Samidoun Filistinli Tutsaklarla Dayanışma Ağı, kurtuluş mücadelesini ömrü boyunca desteklemiş, Nazi karşıtı direnişin efsanevi savaşçısı ve özgür Filistin davasına bağlı bir isim olan Manolis Glezos’un 97 yaşında aramızdan ayrılışının yasını tutmaktadır.
Onu Avrupa Birliği’nin Yunan halkının kaynaklarını yağmalamasından işgal altındaki Filistin’de İsrail’in uyguladığı ırk ayrımcısı rejimine kadar sömürü ve zulmün tüm biçimlerine karşı sürdürülen direnişe gösterdiği bağlılıkla hatırlayacağız.
Onun halkın kurtuluşuna yönelik devrimci
bağlılığı hepimize örnek olmalı, devrimci değişim ve farklı iyi bir dünya için
mücadele eden herkese ilham vermeyi, örnek teşkil etmeyi sürdürmelidir.
Glezos,
yoldaşı Apostolis Santas ile birlikte Akropolis’e tırmanıp orada asılı Nazi
bayrağını yırtmasıyla Yunanlıların Nazi işgaline ve istilasına karşı
sürdürdükleri direnişin simgesi hâline geldi. Glezos, direnişe katıldığı için
birkaç kez tutuklanıp işkence gördü, Naziler onun kimliğini bilmediği döneminde
onu gıyabında ölüm cezasına çarptırdılar. Yunanistan Nazi işgalinden
kurtulduktan sonra ülkesine geri döndü ve burada önce sağcı hükümete ardından
diktatörlüğe karşı mücadelesini sürdürdü. Gazeteci ve eylemci olarak birçok kez
tutuklandı ve hapse atıldı, üç kez idam cezası aldı, en nihayetinde 1971’deki
genel afla tüm suçlamalardan aklandı. Politik faaliyetleri sebebiyle 28 kez
yargılanan Glezos, 11 yıl hapis yattı. Ayrıca Yunanistan’daki askerî cunta
esnasında dört buçuk yıl sürgünde kaldı.
Rizopastis gazetesinin
genel yayın yönetmenliğini yaptı, sonrasında Avgi gazetesini yönetti.
1974’te diktatörlüğün devrilmesi ardından Birleşik Demokratik Sol (ECHR)

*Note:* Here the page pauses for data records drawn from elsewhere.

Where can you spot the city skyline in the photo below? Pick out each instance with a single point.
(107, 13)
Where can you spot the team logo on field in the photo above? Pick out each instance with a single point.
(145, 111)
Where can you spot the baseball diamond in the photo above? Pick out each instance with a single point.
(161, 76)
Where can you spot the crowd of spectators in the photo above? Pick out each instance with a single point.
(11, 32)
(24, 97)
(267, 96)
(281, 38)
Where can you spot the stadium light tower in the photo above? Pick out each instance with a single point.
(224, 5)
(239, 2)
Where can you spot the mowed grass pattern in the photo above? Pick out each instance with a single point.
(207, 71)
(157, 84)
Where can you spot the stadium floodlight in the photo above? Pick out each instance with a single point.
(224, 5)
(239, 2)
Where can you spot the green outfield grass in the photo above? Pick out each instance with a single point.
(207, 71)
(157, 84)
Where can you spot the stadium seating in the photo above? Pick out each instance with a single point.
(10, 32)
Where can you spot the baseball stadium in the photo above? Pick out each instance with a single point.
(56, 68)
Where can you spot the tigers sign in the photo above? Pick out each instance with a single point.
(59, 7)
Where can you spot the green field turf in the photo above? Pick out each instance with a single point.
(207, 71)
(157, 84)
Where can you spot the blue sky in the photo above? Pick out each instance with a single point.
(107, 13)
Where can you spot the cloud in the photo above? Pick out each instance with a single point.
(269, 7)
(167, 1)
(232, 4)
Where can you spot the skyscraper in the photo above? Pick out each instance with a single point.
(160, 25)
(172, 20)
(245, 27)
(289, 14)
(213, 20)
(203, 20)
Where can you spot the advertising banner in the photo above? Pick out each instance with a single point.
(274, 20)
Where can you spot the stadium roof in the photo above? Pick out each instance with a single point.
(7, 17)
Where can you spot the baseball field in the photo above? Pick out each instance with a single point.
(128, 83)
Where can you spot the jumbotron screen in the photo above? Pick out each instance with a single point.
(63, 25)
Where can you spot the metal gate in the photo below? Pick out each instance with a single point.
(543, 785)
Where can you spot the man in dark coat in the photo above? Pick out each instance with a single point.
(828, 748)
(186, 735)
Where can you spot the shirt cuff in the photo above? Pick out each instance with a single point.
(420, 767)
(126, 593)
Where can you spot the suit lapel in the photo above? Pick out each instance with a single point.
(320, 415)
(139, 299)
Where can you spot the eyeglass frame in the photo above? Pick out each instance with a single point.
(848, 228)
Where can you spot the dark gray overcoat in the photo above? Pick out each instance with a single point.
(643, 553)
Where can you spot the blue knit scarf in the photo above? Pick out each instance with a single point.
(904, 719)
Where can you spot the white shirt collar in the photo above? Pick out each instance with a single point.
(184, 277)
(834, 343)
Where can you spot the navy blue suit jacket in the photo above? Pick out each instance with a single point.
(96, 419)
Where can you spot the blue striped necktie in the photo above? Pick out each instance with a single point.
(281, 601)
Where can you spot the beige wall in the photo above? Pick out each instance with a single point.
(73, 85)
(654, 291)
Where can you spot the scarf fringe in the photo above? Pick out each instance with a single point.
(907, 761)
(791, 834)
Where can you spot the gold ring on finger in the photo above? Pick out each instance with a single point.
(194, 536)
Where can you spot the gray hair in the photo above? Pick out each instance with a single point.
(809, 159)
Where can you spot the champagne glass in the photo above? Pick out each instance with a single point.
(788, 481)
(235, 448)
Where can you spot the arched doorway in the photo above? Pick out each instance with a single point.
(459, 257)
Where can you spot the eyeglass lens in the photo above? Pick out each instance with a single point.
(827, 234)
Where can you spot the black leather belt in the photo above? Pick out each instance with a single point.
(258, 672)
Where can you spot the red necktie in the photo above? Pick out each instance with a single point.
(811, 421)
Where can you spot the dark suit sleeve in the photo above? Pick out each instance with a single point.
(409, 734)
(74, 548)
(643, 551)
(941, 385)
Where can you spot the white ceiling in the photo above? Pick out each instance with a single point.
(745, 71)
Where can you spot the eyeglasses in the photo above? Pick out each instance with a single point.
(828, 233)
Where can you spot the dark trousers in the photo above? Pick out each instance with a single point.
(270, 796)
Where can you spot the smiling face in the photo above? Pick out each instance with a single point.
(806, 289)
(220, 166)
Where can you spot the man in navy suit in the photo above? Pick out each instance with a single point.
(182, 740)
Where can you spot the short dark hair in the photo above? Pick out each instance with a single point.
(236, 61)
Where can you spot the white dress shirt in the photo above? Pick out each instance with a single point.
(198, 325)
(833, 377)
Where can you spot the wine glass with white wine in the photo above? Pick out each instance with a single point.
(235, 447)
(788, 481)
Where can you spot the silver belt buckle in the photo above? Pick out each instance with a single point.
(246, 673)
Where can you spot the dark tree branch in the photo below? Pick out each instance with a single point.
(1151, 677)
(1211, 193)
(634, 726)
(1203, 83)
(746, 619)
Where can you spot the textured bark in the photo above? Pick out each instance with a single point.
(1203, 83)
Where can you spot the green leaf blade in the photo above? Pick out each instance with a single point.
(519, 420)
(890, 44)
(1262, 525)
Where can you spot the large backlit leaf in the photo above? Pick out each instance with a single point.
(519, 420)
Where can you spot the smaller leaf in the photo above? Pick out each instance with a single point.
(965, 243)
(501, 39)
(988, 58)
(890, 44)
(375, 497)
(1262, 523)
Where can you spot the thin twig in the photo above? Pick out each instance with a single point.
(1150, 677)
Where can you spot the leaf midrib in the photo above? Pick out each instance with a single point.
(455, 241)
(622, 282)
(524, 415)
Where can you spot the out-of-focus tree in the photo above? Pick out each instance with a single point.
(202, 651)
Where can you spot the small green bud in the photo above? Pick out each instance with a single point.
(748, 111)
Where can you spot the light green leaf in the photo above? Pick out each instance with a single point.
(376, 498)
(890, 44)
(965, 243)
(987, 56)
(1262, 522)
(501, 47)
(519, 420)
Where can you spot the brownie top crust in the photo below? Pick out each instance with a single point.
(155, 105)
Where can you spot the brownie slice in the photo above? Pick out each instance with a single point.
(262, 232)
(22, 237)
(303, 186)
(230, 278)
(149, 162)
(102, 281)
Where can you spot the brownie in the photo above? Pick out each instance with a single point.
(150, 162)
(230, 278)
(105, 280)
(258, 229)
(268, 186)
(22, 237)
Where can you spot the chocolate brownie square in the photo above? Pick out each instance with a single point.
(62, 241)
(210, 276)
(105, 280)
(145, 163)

başkanı, Panelenci Sosyalist Hareket (PASOK) milletvekili, ardından da
2014-2015 arası dönemde SYRIZA’nın Avrupa Parlamentosu milletvekili olarak
hizmet verdi. SYRIZA’nın Avrupa’nın başındaki sermaye yanlısı troykanın
taleplerine boyun eğmesi ardından partiden ayrıldı ve Yunan halkının haklarını
savunmak adına görevlerinden istifa etti.
Ömrü
boyunca Filistin halkını kucaklayan kurtuluşçu bir vizyonu benimsedi. İsrail
Gazze’ye saldırdığında, Filistin halkıyla dayanışmak için Avrupa
Parlamentosu’nda yapılan protesto eylemlerine katıldı, Halide Cerrar’ın ve
diğer Filistinli politik tutsakların serbest bırakılmasını talep etti. 2002’de
İsrail işgal güçleri, onu ve arkadaşlarının kuşatma altındaki Ramallah’a
yürümesine mani oldu.
20
Aralık 2017 günü, Filistin devrimci solunun ellinci yılı anısına Atina’da
Samidoun tarafından organize edilen etkinlikte iki Filistinli genç kendisini
kürsüye davet ettiğinde, omzuna attığı kefiyesi ve elindeki Filistin haritası
ile çıktı insanların huzuruna, burada amacı, onca yıl kavganın bağrında olmuş
bir insan olarak, ömrü boyunca kurtuluş mücadelesine bağlılığını ortaya
koymaktı.
Orada
Glezos bir konuşma yaptı. Konuşmasında Filistin’le dayanışma konusunda geçmişte
kendi yapıp ettiklerinden ve mevcut durumdan söz etti, Trump’ın Kudüs’ü
(Yeruşalim’i) İsrail’in başkenti kabul etmesi üzerinde durdu. Orada Glezos,
Trump’ın ABD halkını değil kendisini ve yönetici sınıfı temsil ettiğini söyledi
ve onun Kudüs’ün kime ait olduğuna karar verme hakkına sahip olmadığını,
Kudüs’ün Filistin halkının gerçek başkenti olduğunu ısrarla vurguladı.
Glezos
konuşması dâhilinde yaptığı analizde, Filistin liderliğinin yıllar içerisinde
önemli kimi yanlışlar yaptığını, ilk önemli yanlışın Filistin’i tanımak ikinci
yanlışın ise Filistin dışında silâhlı mücadeleyi sonlandırmak olduğunu söyledi.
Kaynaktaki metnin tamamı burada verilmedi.